/WeightedLDA

Provides a Linear Discriminant Analysis class with sample weights

Primary LanguagePythonMIT LicenseMIT

License: MIT Code style: black

WeightedLDA

This code provides a scikit-learn class that extends the sklearn.discriminant_analysis.LinearDiscriminantAnalysis analysis to allow for weighting of each sample. For general use of the analysis, please refer to the scikit-learn webpage:

https://scikit-learn.org/stable/modules/generated/sklearn.discriminant_analysis.LinearDiscriminantAnalysis.html

WeightedLDA provides the same basic utilities of the scikit-learn class except for the following limitations:

  • Only solve="svd" is supported.
  • The priors cannot be defined a priori.
  • The feature_names_in_ attribute is not included.

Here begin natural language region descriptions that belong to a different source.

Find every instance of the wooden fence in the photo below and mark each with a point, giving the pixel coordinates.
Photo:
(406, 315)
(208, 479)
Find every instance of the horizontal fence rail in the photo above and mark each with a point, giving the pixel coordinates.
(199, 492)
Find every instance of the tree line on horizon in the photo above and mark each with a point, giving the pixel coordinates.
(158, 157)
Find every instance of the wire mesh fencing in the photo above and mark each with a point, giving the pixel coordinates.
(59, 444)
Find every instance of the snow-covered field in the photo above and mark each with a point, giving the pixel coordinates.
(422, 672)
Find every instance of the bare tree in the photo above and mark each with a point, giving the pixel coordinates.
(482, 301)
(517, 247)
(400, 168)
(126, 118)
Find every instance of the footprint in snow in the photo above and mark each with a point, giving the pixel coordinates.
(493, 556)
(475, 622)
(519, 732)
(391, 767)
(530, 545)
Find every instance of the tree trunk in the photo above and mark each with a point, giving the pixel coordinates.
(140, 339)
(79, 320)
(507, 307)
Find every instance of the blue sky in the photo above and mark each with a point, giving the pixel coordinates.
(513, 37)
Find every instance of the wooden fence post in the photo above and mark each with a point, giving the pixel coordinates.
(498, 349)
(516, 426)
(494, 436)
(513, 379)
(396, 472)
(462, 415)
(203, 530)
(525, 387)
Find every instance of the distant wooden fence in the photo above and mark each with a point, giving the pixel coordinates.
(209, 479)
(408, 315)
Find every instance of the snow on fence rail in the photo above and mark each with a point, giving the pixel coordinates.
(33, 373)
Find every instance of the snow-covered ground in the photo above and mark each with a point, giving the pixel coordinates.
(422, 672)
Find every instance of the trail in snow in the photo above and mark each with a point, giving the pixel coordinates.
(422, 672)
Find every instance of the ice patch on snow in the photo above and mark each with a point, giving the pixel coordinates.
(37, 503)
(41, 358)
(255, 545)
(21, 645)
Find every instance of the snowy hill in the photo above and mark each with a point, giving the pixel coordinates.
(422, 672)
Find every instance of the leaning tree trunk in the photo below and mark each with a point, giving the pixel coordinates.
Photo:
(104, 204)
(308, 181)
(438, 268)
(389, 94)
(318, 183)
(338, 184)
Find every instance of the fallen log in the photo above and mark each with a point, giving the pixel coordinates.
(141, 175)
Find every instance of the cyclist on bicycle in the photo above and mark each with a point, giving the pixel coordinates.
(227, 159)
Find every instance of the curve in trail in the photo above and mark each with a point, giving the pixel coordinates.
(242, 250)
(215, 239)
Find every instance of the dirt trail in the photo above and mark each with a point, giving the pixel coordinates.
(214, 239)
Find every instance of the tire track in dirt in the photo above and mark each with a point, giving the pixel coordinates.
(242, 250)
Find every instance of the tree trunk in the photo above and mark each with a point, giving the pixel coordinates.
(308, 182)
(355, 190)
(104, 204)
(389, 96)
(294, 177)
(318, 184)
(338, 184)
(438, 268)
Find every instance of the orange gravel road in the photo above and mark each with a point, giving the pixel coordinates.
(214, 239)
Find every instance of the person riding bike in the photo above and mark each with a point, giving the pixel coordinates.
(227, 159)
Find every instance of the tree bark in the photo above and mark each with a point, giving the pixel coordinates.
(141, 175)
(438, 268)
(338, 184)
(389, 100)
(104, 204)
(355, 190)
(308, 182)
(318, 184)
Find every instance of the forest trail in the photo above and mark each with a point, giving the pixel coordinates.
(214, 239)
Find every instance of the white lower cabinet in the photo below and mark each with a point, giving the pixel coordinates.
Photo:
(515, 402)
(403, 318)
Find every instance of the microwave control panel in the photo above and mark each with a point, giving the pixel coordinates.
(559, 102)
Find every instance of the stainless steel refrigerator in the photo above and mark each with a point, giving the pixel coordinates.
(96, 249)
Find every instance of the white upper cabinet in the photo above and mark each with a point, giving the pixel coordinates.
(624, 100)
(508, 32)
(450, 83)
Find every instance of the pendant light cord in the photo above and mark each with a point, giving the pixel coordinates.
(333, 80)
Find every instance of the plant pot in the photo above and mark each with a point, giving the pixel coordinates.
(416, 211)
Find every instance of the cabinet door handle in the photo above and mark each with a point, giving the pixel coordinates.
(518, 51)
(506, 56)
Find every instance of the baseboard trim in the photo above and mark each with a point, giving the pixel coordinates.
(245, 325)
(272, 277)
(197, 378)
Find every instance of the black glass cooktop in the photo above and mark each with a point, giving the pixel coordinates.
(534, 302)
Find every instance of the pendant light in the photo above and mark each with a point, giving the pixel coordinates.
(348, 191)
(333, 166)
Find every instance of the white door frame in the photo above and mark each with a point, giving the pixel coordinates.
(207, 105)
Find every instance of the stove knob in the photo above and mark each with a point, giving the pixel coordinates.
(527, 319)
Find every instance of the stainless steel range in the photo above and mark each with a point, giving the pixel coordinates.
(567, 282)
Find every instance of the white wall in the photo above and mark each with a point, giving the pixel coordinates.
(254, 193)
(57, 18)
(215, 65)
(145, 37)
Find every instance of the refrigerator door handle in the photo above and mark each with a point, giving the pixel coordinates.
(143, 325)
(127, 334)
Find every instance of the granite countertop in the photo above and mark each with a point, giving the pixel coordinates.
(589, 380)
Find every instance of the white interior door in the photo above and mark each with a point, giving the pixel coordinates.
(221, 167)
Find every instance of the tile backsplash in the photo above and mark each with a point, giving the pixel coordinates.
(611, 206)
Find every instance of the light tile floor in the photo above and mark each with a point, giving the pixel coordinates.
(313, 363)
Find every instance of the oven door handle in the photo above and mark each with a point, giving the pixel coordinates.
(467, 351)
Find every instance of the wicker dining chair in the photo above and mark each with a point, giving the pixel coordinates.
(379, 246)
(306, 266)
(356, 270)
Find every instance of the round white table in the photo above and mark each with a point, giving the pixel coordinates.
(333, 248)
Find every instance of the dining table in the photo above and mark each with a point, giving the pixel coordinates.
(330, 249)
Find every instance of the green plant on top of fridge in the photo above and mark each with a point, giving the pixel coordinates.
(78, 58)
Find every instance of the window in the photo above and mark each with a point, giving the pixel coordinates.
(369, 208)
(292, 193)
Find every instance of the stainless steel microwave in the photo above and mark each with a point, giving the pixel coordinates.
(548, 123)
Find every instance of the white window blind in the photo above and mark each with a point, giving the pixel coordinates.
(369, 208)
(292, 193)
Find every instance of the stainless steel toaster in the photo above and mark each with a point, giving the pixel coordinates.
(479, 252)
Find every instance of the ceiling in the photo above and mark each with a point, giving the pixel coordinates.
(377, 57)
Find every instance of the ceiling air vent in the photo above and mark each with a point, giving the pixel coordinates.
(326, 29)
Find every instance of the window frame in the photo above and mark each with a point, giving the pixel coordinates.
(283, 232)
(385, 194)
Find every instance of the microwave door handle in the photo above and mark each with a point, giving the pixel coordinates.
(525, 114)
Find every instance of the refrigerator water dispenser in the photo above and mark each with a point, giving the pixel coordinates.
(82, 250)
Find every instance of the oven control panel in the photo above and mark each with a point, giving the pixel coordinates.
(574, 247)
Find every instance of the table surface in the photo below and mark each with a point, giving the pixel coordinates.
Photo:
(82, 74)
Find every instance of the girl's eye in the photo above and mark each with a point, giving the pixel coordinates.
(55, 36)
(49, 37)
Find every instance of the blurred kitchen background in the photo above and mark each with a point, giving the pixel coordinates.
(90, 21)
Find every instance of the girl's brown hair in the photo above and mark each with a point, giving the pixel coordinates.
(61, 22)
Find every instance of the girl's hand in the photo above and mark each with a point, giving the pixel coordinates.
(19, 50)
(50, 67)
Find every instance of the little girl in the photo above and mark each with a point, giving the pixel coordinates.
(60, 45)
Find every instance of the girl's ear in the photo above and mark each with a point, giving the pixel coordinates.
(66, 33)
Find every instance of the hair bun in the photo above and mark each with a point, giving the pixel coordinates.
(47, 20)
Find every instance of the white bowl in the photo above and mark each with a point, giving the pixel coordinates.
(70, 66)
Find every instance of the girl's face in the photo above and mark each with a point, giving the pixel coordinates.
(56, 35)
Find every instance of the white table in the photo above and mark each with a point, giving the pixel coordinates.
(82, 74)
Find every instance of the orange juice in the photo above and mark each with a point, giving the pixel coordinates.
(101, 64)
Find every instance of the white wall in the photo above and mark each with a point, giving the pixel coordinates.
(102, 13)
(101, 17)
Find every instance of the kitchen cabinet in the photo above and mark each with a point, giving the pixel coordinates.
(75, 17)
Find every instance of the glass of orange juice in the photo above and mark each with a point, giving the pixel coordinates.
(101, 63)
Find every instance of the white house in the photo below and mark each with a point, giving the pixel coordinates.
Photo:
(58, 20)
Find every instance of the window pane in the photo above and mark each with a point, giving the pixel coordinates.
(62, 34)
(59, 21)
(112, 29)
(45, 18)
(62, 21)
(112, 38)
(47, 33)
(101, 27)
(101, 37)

The following code shows standard usage given sample data X, cluster identification y, and weights wgt:

from WeightedLDA import WeightedLDA

lda = WeightedLDA()

lda.fit(X, y, wgts=wgts)

Calling fit without the wgts variable produces a fit the same as the scikit-learn class.

I tried to replicate the results numerically with the scikit-learn class, and was able to do so with all examples except when the sample data has a nullspace. Even then, the resulting predict method produces consistent results and the transform method is numerically consistent when the data does not extend into the nullspace of the sampled data.

TODO

Write the fit method using PyTorch.